Un traitement prolongé par méthotrexate peut entraîner des atteintes pulmonaires et hépatiques graves.

Introduction : Utilisé à faible dose dans le traitement de maladies auto-immunes comme la polyarthrite rhumatoïde, le méthotrexate est généralement bien toléré. Toutefois, une utilisation prolongée expose à des complications potentiellement sévères, notamment des atteintes pulmonaires et hépatiques pouvant devenir irréversibles.

Des signalements cliniques illustrent ces risques. Chez des patientes âgées traitées pendant plus d’une décennie, des diagnostics de fibrose pulmonaire et de cirrhose hépatique ont été posés après l’apparition de symptômes respiratoires ou lors d’examens réalisés pour d’autres motifs. Dans ces situations, les doses hebdomadaires restaient modérées, mais la durée de traitement et la dose cumulée étaient élevées. L’arrêt du médicament a permis une amélioration biologique dans certains cas, sans toutefois garantir une récupération clinique complète.

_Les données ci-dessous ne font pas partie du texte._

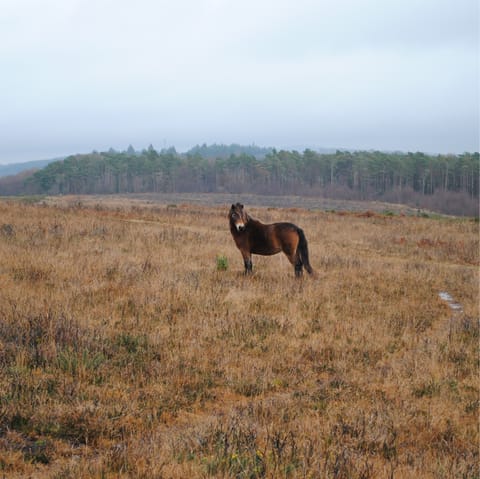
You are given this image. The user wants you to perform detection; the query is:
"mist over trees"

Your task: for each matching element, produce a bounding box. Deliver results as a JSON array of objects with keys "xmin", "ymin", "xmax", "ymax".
[{"xmin": 0, "ymin": 145, "xmax": 480, "ymax": 216}]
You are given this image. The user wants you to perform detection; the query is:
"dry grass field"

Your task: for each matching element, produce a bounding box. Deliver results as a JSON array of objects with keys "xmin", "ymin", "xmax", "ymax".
[{"xmin": 0, "ymin": 197, "xmax": 479, "ymax": 479}]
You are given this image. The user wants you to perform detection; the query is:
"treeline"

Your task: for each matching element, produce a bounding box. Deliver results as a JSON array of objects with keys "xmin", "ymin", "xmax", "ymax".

Les atteintes pulmonaires liées au méthotrexate peuvent survenir à tout moment du traitement, y compris à faible dose, et ne sont pas toujours réversibles. Elles peuvent se manifester par une toux sèche persistante ou une dyspnée. Par ailleurs, la toxicité hépatique chronique apparaît généralement après plusieurs années de traitement, en particulier chez les patients présentant des facteurs de risque tels que l’âge avancé, le diabète, l’obésité ou une atteinte hépatique préexistante. Fait notable, des lésions hépatiques significatives peuvent exister sans anomalies biologiques évidentes.

Analyse : Ces observations rappellent la nécessité d’une surveillance attentive, incluant des méthodes non invasives de détection de la fibrose hépatique, en complément des bilans biologiques classiques. Si la supplémentation en acide folique permet de limiter certaines toxicités, elle n’a pas d’effet protecteur sur les complications pulmonaires.

Conclusion : Le méthotrexate demeure un pilier thérapeutique, mais son utilisation prolongée impose une vigilance accrue. La déclaration des effets indésirables graves par les professionnels de santé contribue à mieux caractériser ces risques et à renforcer la sécurité d’emploi du médicament.